Despite the belief of some skeptics that Google's new, free development software, App Inventor, will flood the Android market with useless apps, it's not necessarily true that this product will lower the bar for application development.
Admittedly, some of the home-grown applications people create may be frivolous or ineffective, but take a closer look at some of the iPhone apps, such as Tickle Me, which laughs when you fondle the screen, or iBeer, which shows fat lips chugging a beer. Wow, these are useful, quality products.
The point is, there is some truth to that old cliché, "Necessity is the mother of invention." Some of the greatest inventions came from average, everyday people with no formal education in the fields they exploited.
In other words, you don't have to be a programmer to write programs, which is the thought behind Google App Inventor. That's especially true now that many programming languages have easy, menu-driven user interfaces that are essentially fill-in-the-blank forms; that is, the "programmer" just clicks options on the screen, and the software generates the code.
And that's what Google's App Inventor is built to do. Once you download the application, set up your computer and phone for App Inventor, then skim through the tutorials, you should see another menu driven, point-and-click--or drag-and-drop--program that generates the code for you.

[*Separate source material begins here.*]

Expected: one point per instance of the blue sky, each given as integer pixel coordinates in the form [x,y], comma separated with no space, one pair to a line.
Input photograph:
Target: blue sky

Who's to say the pros have any better ideas for creating applications than the amateurs? For example, the DroidMuni app for Android devices displays schedules for the San Francisco transit system. ParkIt is an app that locates where you parked your car. Drum Kit is a fun and educational app that lets you select and play back drum sounds. All of these applications were created by students using Google App Inventor. Are the apps useless? Not to the people who ride a bus to work in San Francisco every day, or the employees who can't remember where they parked their cars, or kids striving to learn how to play the drums.
So, how does this new code generator help you and your company? The potential is endless. Employees could create apps that manage their timesheets, sales receipts, expense reports, or phone records. You and your colleagues could create apps that send custom reminders of meetings, conferences, or client deadlines. Imagine an app that sends alerts to your IT staff when hardware fails, or an app that scans your competition's Web site and sends new product information to your R&D staff. Or, more simply, you could create applications that function like macros, which record keystrokes in order to automate repetitive functions.
By contrast, creating apps for the iPhone, iPad, or the BlackBerry is left to developers with serious coding skills. As for creating apps for the planned Windows Phone 7, Microsoft released beta tools for developers today. Microsoft also touts a drag-and-drop app-creation interface in its Expression Blend 4 software, which is part of the $599 Studio 4 Ultimate package.
Although there is not an "official" release date published yet, the App Inventor site at Google Labs provides a form where you can request access to the free tool, which it says will be available in the "coming weeks".